Bu tarz kitapları okuduktan sonra en çok şu soru beni uzun uzun düşünmeye sevk ediyor. " Seçimlerimiz gerçekten özgür irademizin tercihi mi?" İrade dediğimiz olguyu yaşanmışlık ile inşa ettiğimize göre cevap "Hayır".Bilinç altı bizim yaşamımızı şekillendirdiğine göre bilinç düzeyinde nadir tercihler yapıyor olmalıyız. Bilinç düzeyinde tercihlerimizi artırmak için bilinç altını yüzeye çıkarmak gerekiyor muhtemelen.

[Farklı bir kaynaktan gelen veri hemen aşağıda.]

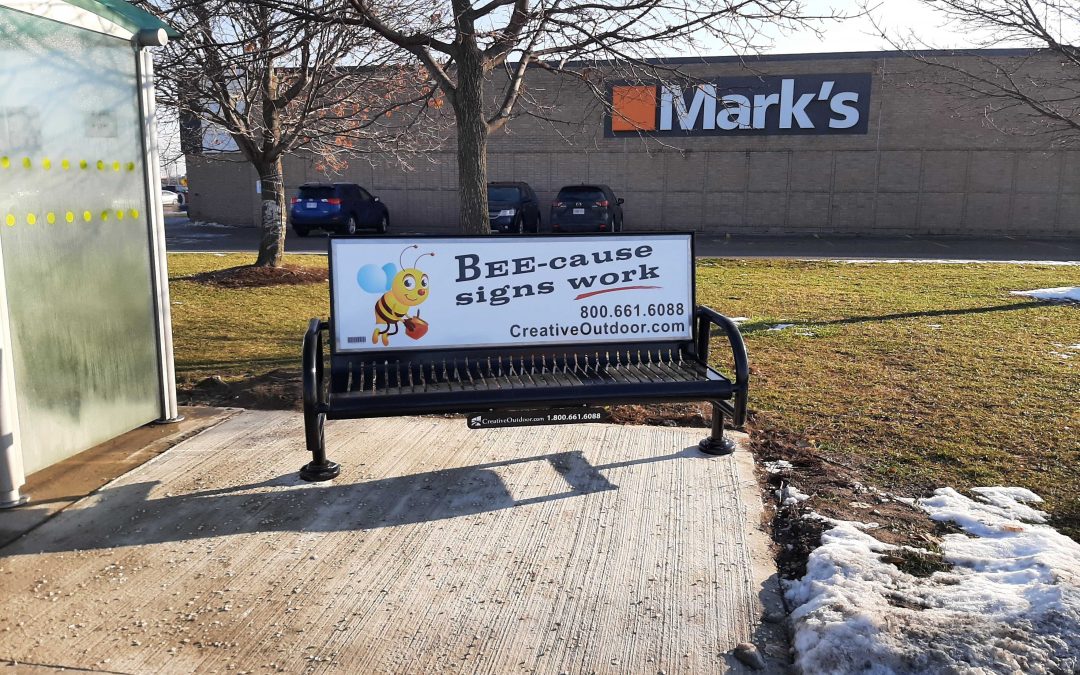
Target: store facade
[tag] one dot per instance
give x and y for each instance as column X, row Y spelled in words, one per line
column 869, row 144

Kişi kendini keşfetme yolculuğunda zamanla bilinç altı aslında bilinci oluyor.Tüm bu düşünceler kafamda gezerken Yunus Emrenin şu meşhur dizeleri aklıma geliyor. İlim ilim bilmektir
İlim kendin bilmektir
Sen kendini bilmezsin
Ya nice okumaktır..
Okumaktan murat ne
Kişi Hak'kı bilmektir
Eğer Hak bilmez isen
Abes yere gelmektir.
Kendini bilme yolcuğu insanı Hak' ka nasıl götürür diye düşünürken aklıma Hallacı Mansur'un şu sözü geldi " Ene'l Hak". Kişi kendini bilme yolculuğunda bilinç mekanizmasını anladığında o mükemmel yaratılışta Hak'kı görebiliyorsa belki de kendini ararken Hak'kı buluyor...Bilinçli karar verme konusunda tartışmam şu noktaya geliyor kendi içimde. Karar vermeye odaklanmak yerine sistemin senin üstünde bir sistem olduğunu her yolda hayr olduğunu kabul ederek verdiğin kararların doğruluğuna değil de kendini bulma yoluna odaklanmak gerekiyor sanırım.